We compare the processing time of the stereo vision system with the Nvidia DNN perception: object detection, lane detection, and free space detection, simulation on the Ubuntu 16.04 (x86_64 architecture) and research vehicle with Drive PX2 (aarch64 architecture) platform, are shown in Table 1 [17].

Table 1 Processing time (in milliseconds)

The processing time of the stereo vision system is 23 ms (43 Hz) on a Desktop PC with Intel Core i7 CPU (Ubuntu 16.04 LTS), Nvidia Titan Xp GPU card, and 138 ms (7.2 Hz) on the Drive PX2 platform, which is suitable for various low-speed cooperative automated vehicles.
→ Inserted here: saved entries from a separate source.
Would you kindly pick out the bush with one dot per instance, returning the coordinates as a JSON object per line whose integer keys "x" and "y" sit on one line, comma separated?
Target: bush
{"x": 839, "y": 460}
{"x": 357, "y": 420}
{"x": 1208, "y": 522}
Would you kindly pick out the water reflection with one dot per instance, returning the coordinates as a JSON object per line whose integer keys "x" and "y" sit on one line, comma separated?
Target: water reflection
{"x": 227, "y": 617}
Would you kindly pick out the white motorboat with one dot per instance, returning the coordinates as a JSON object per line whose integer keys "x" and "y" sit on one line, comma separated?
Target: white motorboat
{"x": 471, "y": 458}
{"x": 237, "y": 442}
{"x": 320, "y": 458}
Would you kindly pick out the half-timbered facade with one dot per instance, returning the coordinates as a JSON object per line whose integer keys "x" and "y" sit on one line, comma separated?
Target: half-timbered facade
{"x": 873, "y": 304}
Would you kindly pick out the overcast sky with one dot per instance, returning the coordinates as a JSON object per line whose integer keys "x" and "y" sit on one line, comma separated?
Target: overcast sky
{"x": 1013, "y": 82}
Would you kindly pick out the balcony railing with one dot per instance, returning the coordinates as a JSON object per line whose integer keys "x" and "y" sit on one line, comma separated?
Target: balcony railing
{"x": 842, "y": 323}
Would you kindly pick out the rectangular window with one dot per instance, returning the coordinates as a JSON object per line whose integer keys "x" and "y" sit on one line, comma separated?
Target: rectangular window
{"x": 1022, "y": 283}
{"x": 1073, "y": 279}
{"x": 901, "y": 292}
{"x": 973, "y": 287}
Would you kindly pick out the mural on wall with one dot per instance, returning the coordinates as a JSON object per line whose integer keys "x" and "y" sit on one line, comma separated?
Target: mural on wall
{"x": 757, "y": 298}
The proposed system was presented as a live demonstration at the Intelligent Transport Systems European Congress during 3-6 June 2019 in the Automotive Campus in Helmond, Netherlands, and in the i-CAVE yearly event from 31 October to 1 November 2019 at the Van der Valk Hotel, Leeuw Trainings Center in Eindhoven, Netherlands.

Discussions

The stereo vision system’s design model discussed here is based on OOAD methodologies with UML concepts. Based on the use of multiple and concurrent views, the 4+1 view model of software architecture is used for describing the architecture of the proposed stereo system. These views are used to explain the system from the perspective of various stakeholders, such as end-users, developers, system engineers, and project managers. A RUP provides the 4+1 views to translate progressively the user needs into a final feasible solution.  It takes into account the different views of the system development process life cycle such as the use case view, logical view, process view, development view, and physical view. The presented software development process with the 4+1 view architectural model, however, is not fully auto code generated from the designed system model. The authors implemented the prototype of the designed model based on the auto code generated skeletal code. The authors then integrated the developed stereo vision system with the perception system of cooperative automated vehicles and conducted experiments with the simulator and cooperative automated research platform. Thus, the presented methodology reduces the gap between software engineering methods and cooperative automotive engineering concepts.

Conclusions

This article presents a model-based design methodology to develop an onboard stereo vision system for cooperative automated vehicles. The OOAD methodologies with UML concepts simplify the software development process, while software design methodologies make the stereo vision system more modular. The designed stereo vision system model focuses on software engineering design methodologies and integrates stereo camera sensor and perception technology, which is usually seen as an engineering concept-the designed solution fulfils the research goals, system requirements, functional and non-functional requirements of the stereo vision system. The model-driven methods are derived from the designed model, which is developed and integrated into an independent stereo vision system. It can estimate the obstacle motion. The developed system runs on the Carla simulation environment and on the Renault Twizy cooperative automated vehicle research platform in real-time.